I’d been with boys before; I’d been with boys I’d thought were men. But this was different. David kissed like a man. He tasted, he smelled and he fucked like a man. It would take all the strength I had and then some. I understood now that I was the one who would have to be strong for everyone; for David, for Bill, for myself. It had been unfair to ask him to be. It was all on my shoulders.

“No,” I said resolutely and pulled away, drawing the sheet over my shoulders, hiding in it. I felt so small, looking up at him from under wet lashes.

“Olivia.” His tone was softer, and I could see the struggle within him. “I’ve waited . . . It’s not . . . I don’t want to lose you,” he declared, running a hand through his hair. I stared at him, momentarily speechless.

“We have to forget about this,” I implored finally. “We barely even know each other.”

“You keep saying that, but I know it’s not how you feel.” He waited, his brown eyes searching mine. It was true, but it was an argument I couldn’t afford to lose, so I didn’t say anything.

After a few moments of silence, he looked at me calmly and asked, “Is this really what you want?” I looked back at him, urging myself to speak, urging myself to put an end to it once and for all. Just one word. His expression changed as he waited, and I recoiled into my sheet. “Is this really what you want?” he intoned with increasing volume. I knew he was demanding an answer.

I nodded, and he grasped my blanketed arms forcefully. “Tell me, then. Tell me you want this!” I opened my mouth but the words failed me. He shook me once, pressing his fingers into me. “Look me in the eye, and tell me you can forget,” he hissed. “And . . . and if you can tell me that, I promise, we’re through.”

I felt my knees, and my resolve, begin to buckle beneath me. I reached deep inside for a modicum of strength. Any woman would be lucky to have this man standing in front of her, asking her to stay. Any woman would be horrified to know that I would be willing to give up my life for someone I’d met only months before.

I squared my shoulders, still firm under his grip, and tried unsuccessfully to look him in the eye. “I - I . . .”

“I can’t hear you,” he said, backing me into the doorjamb.

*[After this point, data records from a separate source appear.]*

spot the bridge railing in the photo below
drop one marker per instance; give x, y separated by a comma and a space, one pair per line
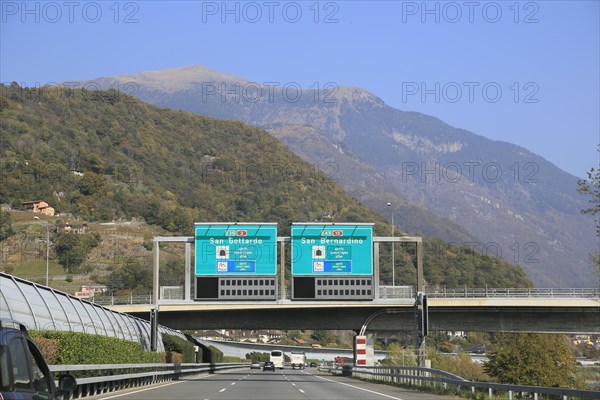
433, 378
397, 292
93, 380
585, 293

“You’re hurting me,” I whimpered.

“Say it,” he commanded. “Say it, Olivia! Say it!”

“This is what I want!” I yelled at him, wriggling to get free. “It’s over!”

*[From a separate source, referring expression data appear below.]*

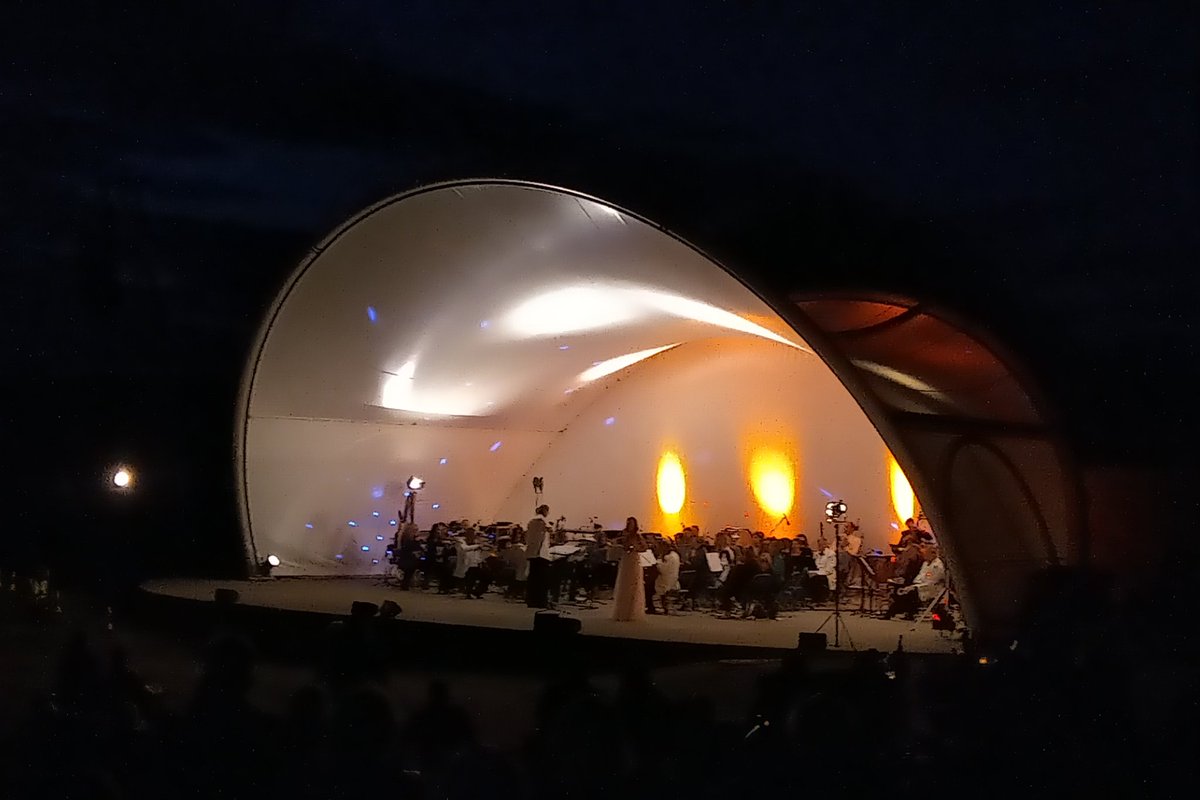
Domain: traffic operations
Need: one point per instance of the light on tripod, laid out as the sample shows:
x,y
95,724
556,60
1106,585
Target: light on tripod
x,y
835,509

He released me, and I hastily grabbed my belongings from the floor, running out of the bedroom. He didn’t come after me this time, and I was grateful. I didn’t think I could ever look into those eyes again without remembering the look I’d just seen. I ran into the foyer, hit the ‘Down’ button, and, dropping the sheet, dressed speedily as the elevator ascended.

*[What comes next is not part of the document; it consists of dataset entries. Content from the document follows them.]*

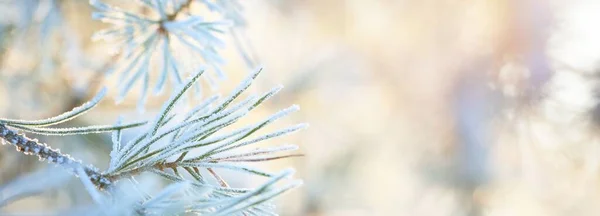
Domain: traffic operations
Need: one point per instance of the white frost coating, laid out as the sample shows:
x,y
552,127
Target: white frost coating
x,y
230,166
258,151
167,192
116,147
62,117
89,186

Once inside, I bit my lip to hold back the tears. I tried, in desperation, to push David’s expression from my mind. The doors parted to the regal, eerily quiet lobby that echoed with the click of my heels as I raced through. I sensed eyes on me, but I fixed my gaze on the revolving door ahead as though it would get me there faster. When I pushed through to the other side, I was forced to shield my eyes from an unrelenting sun. Stumbling down the block, I stopped to lean my back against a cool, scratchy brick wall to catch my breath. It was then that I sank down to the ground, put my head in my hands, and sobbed.